Progress – updated 16 April 2002

By Guo Liang, Huey Ting

Goal

The goal of our project is to make use of the distributed architecture built by Kevin and Kunal to experiment on the ensembles of classifiers.

DATASET

We have downloaded the corpus Reuters21578 from

http://www.research.att.com/~lewis/reuters21578.html

It contains over 7000 training texts and 3299 test texts spread across 100 over categories. It is the test corpus used in the ACM SIGIR 2001 paper “A re-examination of text categorization methods” - http://www-2.cs.cmu.edu/~yiming/publications.html

We have done the necessary preprocessing to the dataset which consists of the following steps

1) Remove SGML tagging from the files.

2) Removal of stopword like is, are, this, that.

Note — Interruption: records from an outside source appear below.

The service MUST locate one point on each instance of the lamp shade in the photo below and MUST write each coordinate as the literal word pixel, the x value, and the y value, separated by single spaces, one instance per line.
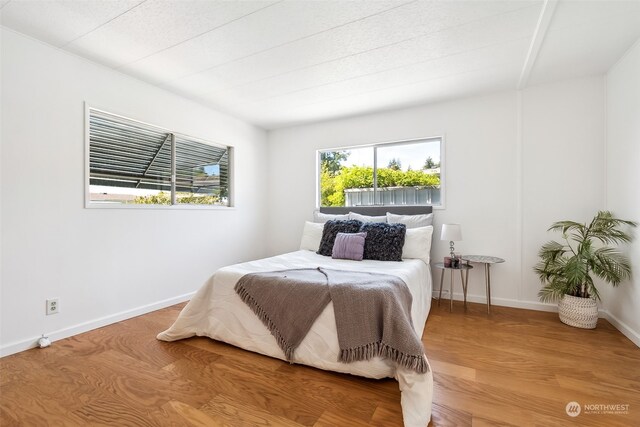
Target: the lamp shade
pixel 451 232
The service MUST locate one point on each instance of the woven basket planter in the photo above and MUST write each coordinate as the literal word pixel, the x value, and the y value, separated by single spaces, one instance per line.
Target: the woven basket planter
pixel 578 312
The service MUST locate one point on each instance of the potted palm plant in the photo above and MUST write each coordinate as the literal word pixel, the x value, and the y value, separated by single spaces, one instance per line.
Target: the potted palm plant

3) Transform the words into their morphological root form. Note that we employ the porter’s stemming algorithm to do the stem the words.

4) Feature extraction : We have decided to use all features as a start.

TOOLS:

We need a set of machine tools implemented in Java for our experimentation.

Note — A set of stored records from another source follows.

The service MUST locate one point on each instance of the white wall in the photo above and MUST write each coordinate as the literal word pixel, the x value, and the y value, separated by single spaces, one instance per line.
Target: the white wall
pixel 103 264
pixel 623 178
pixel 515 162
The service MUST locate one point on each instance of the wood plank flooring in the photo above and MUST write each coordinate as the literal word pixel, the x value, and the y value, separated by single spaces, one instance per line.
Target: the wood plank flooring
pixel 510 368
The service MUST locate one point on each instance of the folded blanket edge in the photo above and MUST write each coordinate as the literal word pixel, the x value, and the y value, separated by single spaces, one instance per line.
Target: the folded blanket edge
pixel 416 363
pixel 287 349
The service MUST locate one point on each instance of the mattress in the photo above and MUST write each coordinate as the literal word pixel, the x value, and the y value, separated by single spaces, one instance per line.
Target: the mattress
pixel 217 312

After much searching, we have decided to use the Weka package as it has implementations in a

Wide of machine learning tools, we are particularly interested in the following.

1) Neural Net

2) Naïve Bayes.

3) SMO

PRELIMNARY RESULTS

1) We have implemented a bagging algorithm to generate different training subsets. Basically, the algorithm randomly selects examples from the available training set with replacement.

2) We have also implemented a voting mechanism to combine the various classifiers.

Bags

Some preliminary results on the category acq (each of the systems is trained on different bags of around 10% of the total training data).

Systems used in combination	Precision	Recall	F-measure
System 1	86.7	87.5	87.1
System 2	86.9	89.3	88.1
System 3	87.7	90.7	89.1
System 1, 2	94.6	80.7	87.1
System 2, 3	95.5	84.4	89.6
System 1, 2, 3	91.2	93.0	92.1

References:

Popular Ensemble Methods: An Empirical Study

http://www-2.cs.cmu.edu/afs/cs/project/jair/pub/volume11/opitz99a-html/paper.html

This paper gives a good overview on the history of ensemble classifiers with extensive references to various works in this field. It also has links to the papers for further reading.